It is difficult to visit the home of Margaret Meigs and Paul Laskow without recognizing their passion for the Schuylkill and sharing their concern for the river's future.
The couple's 2,000-square-foot condominium in Queen Village seems to be dedicated to promoting the Schuylkill even though Philadelphia's western waterway is about two miles west of their new home.
Their thoughts are never far from the river. Not only do the couple get up at 5 a.m. each day to row on the Schuylkill, but their aqua living-room rug was custom-designed to show the patterns of the river with its bends and borders housing the boathouses. In addition, the couple are both officers in the Schuylkill Navy and dedicate much of their time to trying to preserve the river, their number-one cause.
Margaret, who is now vice commodore of the more than 150-year-old Schuylkill Navy, said: "We are really involved in trying to save the river, which is getting shallower and shallower and, if it is not dredged, will not be able to support any type of boating."
Margaret, who runs a marketing firm in her home, joined her husband, a former Schuylkill commodore, as an adult in rowing on the Schuylkill. She said Paul, a semiretired lawyer, has been rowing since he was 13.
"I started rowing at 40, but my husband started when he was a student at St. Joe's Prep and later at La Salle" University, she said.
On a wall, as visitors enter their second-floor living room, are dozens of framed photographs of the couple's three grown children, most engaged in rowing activities on the river.
The aquatic theme in the living room is carried out in a bathroom, where the wallpaper is full of colorful pictures of different types of fish and in Paul's study, where a mural shows waterways in London, where he attended the London School of Economics.
The couple bought the condominium and decided to move from Chestnut Hill two years ago when the building was under construction. They liked that the units were "flat," located totally on one floor, and that the project was platinum LEED certified, which means the building comes with certifiable claims of sustainability.

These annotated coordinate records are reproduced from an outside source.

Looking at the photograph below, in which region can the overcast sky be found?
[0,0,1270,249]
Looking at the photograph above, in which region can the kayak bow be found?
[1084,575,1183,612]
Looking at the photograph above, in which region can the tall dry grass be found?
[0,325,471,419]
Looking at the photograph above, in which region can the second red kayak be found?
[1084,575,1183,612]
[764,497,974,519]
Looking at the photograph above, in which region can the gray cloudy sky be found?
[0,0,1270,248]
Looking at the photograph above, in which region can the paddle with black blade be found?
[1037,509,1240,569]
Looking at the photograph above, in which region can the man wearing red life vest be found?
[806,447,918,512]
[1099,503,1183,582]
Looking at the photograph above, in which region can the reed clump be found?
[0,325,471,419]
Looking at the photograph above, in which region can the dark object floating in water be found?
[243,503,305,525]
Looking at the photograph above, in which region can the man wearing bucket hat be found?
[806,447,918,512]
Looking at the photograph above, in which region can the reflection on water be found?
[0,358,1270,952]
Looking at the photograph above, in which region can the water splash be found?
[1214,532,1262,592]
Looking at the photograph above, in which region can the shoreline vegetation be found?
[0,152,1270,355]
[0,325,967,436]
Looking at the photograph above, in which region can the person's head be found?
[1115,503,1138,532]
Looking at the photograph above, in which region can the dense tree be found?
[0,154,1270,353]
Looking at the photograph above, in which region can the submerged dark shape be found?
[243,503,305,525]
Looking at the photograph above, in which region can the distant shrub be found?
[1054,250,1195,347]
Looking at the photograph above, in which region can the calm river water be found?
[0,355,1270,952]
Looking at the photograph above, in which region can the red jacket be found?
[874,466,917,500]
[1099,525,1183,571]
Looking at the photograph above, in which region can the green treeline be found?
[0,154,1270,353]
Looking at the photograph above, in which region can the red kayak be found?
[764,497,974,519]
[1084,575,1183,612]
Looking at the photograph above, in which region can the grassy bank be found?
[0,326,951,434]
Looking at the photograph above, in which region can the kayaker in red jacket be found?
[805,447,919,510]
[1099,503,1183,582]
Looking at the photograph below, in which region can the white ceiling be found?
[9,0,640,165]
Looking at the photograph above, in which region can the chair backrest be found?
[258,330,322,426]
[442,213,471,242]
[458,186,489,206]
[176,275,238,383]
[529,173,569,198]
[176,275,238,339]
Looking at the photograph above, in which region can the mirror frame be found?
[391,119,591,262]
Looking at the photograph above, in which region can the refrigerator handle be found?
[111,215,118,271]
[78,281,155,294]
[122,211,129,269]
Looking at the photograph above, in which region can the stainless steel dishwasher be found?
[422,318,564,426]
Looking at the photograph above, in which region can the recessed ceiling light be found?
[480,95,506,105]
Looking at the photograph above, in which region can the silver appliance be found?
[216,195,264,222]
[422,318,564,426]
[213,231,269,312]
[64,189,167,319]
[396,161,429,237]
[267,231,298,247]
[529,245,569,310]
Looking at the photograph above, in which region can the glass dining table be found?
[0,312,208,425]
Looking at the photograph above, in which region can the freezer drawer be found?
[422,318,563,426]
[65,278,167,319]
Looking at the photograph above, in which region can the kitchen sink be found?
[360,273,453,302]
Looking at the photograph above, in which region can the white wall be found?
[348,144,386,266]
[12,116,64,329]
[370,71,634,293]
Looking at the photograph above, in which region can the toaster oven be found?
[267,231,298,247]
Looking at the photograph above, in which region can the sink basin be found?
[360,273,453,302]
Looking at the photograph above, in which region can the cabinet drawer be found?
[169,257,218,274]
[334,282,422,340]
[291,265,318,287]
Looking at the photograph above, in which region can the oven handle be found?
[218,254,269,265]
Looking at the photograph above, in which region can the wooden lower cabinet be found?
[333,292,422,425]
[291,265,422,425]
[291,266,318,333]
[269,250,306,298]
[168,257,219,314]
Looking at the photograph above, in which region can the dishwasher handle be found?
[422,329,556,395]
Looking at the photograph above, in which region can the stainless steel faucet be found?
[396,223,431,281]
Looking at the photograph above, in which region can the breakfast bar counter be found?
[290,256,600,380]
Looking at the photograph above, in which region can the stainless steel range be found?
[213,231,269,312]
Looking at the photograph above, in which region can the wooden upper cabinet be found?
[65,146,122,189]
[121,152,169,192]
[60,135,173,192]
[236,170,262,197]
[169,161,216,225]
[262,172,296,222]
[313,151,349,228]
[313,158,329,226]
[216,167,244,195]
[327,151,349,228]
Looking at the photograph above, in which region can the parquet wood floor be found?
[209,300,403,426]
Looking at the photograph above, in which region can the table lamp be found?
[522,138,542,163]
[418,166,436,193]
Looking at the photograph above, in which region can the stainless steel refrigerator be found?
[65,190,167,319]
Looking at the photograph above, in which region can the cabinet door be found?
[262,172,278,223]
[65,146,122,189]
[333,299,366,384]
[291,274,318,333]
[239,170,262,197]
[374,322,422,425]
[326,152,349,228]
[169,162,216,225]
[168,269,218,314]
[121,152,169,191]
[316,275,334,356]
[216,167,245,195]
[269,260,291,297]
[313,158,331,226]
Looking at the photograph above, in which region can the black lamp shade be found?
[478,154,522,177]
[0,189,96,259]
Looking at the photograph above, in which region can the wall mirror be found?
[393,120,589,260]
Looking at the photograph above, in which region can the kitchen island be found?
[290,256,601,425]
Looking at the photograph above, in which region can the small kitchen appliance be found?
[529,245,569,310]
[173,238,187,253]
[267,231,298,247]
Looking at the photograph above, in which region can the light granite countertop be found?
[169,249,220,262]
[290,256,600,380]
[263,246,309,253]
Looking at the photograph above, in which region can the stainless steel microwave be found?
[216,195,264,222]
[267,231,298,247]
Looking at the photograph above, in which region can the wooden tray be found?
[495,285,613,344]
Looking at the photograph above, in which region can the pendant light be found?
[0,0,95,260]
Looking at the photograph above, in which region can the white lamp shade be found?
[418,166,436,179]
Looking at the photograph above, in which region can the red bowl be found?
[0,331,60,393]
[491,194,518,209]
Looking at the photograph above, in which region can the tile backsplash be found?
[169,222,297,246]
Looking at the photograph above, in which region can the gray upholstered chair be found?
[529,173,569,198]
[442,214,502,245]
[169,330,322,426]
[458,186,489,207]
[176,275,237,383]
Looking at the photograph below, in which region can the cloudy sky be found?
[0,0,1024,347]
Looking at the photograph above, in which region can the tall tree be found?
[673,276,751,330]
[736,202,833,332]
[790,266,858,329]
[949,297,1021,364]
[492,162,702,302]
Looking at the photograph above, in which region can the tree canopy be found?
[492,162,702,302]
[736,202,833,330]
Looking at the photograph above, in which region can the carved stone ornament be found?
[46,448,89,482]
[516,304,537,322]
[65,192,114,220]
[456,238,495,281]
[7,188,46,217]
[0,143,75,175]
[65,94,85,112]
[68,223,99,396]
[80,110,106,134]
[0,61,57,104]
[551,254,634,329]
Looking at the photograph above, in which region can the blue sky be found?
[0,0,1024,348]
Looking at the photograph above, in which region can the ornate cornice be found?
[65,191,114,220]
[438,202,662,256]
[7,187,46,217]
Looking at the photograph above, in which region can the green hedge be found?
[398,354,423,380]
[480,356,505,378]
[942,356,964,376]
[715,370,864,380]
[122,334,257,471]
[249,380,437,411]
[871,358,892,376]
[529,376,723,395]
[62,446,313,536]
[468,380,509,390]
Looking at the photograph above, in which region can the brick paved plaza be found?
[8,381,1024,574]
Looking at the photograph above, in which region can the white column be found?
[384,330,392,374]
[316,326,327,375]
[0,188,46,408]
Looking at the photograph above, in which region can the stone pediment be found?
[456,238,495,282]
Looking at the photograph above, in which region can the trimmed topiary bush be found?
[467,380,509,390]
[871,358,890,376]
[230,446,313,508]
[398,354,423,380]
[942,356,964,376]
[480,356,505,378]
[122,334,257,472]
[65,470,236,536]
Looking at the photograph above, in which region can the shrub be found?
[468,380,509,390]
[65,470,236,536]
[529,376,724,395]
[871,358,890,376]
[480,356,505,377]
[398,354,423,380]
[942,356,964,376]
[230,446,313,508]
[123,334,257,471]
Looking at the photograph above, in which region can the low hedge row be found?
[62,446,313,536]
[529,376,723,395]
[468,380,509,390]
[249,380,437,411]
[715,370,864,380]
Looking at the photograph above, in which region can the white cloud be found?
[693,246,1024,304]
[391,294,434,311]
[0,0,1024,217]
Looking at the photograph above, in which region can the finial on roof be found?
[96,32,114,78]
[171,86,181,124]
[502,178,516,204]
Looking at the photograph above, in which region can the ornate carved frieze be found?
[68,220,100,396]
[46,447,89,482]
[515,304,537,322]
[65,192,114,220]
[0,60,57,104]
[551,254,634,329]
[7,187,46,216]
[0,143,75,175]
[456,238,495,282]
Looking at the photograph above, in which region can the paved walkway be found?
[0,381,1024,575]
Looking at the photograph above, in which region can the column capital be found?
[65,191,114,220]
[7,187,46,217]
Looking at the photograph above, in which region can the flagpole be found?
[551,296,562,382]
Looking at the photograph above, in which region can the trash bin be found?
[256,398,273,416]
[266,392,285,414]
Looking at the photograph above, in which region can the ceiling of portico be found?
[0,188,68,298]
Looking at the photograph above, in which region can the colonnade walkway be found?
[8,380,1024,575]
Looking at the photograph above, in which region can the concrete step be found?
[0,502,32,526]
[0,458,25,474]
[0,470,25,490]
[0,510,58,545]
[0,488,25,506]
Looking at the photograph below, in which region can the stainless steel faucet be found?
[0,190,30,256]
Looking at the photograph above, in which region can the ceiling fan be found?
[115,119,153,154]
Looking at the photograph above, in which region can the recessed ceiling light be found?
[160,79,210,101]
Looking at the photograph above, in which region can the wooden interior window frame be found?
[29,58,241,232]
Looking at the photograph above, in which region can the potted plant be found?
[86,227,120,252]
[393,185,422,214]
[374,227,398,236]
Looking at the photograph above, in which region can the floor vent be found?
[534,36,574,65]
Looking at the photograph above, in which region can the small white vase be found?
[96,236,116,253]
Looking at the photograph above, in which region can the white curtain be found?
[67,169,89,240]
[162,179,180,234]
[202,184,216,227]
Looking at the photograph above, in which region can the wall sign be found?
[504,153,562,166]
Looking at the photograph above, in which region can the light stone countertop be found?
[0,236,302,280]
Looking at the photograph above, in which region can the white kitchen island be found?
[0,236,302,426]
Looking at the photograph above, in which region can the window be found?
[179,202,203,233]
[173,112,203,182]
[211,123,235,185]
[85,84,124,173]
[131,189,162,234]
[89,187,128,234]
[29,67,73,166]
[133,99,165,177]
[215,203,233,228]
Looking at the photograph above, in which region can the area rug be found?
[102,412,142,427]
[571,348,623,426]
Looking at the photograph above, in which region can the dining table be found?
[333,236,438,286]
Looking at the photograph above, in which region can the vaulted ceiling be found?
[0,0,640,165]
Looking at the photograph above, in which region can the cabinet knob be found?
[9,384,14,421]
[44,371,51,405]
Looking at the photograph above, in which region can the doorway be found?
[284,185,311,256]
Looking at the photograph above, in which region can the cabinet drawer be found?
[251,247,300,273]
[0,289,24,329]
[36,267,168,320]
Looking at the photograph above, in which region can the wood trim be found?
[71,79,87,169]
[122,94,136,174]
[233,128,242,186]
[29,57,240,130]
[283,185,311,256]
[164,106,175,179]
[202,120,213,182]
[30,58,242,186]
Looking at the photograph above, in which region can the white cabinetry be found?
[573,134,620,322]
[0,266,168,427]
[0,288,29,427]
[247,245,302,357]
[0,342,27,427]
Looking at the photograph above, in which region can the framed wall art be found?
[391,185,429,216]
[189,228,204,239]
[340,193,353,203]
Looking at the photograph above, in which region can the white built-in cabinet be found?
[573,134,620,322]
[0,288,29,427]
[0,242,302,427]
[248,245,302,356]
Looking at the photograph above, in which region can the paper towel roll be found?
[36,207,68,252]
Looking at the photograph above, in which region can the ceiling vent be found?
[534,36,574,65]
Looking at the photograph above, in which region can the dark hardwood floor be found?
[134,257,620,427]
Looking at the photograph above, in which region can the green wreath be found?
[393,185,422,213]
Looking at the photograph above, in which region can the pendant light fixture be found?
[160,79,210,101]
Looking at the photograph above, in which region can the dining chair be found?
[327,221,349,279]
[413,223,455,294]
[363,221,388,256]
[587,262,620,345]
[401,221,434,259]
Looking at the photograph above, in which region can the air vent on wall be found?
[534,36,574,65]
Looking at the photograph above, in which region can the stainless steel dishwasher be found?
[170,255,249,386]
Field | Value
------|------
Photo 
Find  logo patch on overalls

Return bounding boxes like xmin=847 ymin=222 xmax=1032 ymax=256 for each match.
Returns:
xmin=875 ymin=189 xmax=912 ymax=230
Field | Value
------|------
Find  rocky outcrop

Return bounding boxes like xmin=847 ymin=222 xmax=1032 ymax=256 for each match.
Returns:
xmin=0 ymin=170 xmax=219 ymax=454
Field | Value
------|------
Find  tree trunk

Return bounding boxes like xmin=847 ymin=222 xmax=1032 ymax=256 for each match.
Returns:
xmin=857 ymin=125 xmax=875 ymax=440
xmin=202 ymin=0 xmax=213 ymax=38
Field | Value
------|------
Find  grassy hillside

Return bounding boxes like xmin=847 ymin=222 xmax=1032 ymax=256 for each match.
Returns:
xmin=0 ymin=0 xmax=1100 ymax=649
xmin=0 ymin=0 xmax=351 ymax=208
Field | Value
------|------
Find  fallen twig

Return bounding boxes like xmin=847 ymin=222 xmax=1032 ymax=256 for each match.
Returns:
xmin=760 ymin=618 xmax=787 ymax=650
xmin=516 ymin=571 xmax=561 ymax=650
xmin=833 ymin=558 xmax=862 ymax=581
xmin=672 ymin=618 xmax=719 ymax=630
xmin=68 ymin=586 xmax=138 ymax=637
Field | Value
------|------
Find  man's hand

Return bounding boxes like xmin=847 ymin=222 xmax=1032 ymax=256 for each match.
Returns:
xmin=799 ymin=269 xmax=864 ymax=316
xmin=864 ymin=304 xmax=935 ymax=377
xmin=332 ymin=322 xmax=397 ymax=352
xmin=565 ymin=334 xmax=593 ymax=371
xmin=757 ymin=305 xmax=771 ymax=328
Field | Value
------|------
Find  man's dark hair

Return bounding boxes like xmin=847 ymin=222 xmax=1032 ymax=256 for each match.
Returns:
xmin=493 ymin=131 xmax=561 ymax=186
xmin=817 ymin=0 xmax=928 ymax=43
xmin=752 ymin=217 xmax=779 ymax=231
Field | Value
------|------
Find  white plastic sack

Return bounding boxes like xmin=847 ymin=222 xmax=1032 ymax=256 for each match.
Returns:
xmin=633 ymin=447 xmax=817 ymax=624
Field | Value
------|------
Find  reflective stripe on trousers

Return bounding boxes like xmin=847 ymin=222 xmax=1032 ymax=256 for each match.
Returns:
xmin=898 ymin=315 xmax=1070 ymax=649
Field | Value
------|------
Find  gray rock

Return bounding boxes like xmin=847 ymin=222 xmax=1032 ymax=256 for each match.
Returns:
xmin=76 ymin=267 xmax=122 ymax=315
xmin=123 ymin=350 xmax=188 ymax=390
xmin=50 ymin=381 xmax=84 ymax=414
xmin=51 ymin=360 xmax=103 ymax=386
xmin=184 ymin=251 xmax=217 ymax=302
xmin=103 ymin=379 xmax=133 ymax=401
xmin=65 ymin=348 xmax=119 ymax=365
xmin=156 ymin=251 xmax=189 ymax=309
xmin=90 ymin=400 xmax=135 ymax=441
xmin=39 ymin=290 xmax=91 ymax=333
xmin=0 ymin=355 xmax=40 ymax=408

"We wanted to have more room to entertain on holidays," Margaret said, "and it is important to us to feel we are not wasting environmental resources."
The large windows of the living-dining area face west and are surrounded by black boxlike frames without drapes or curtains. On one side of the room is a large built-in fireplace.
"We sent for the fireplace, which was not part of the condo," Margaret said.
The fireplace, she said, is flueless and scentless. It was designed by a New York firm and comes with cartridges that contain alcohol and don't interfere with the sustainable quality of the apartment.
Paul and Margaret's home is part of a three-unit development by Re-Vision Architects of Manayunk, a firm that specializes in sustainable architecture and that is led by principal Scott Kelly, who said Margaret and Paul's home was designed by his firm and built as a modular construction plan that took days to assemble as opposed to months for conventional methods.
"The building replaced two dilapidated structures that were torn down," Kelly said. "The bricks from the old building were recycled by LEED standards and the exterior of the new building is cedar siding and brick to fit into the neighborhood."
The modular construction means that the home is "very tight" and well-insulated. The couple's cost for energy has been $300 a year, very low.
"The unique thing about this building is each unit has access to the outside and it has tons of light," Kelly said. "They share a courtyard and one unit has a deck, another a roof deck, and another a patio, and they all have their own parking."
"We care about the environment," Paul said. "And it feels good to live in a house that was built with sustainability in mind.
"We asked for a few changes to the original plans, such as access to the decks from a hall instead of our bedroom, and they were made," he said.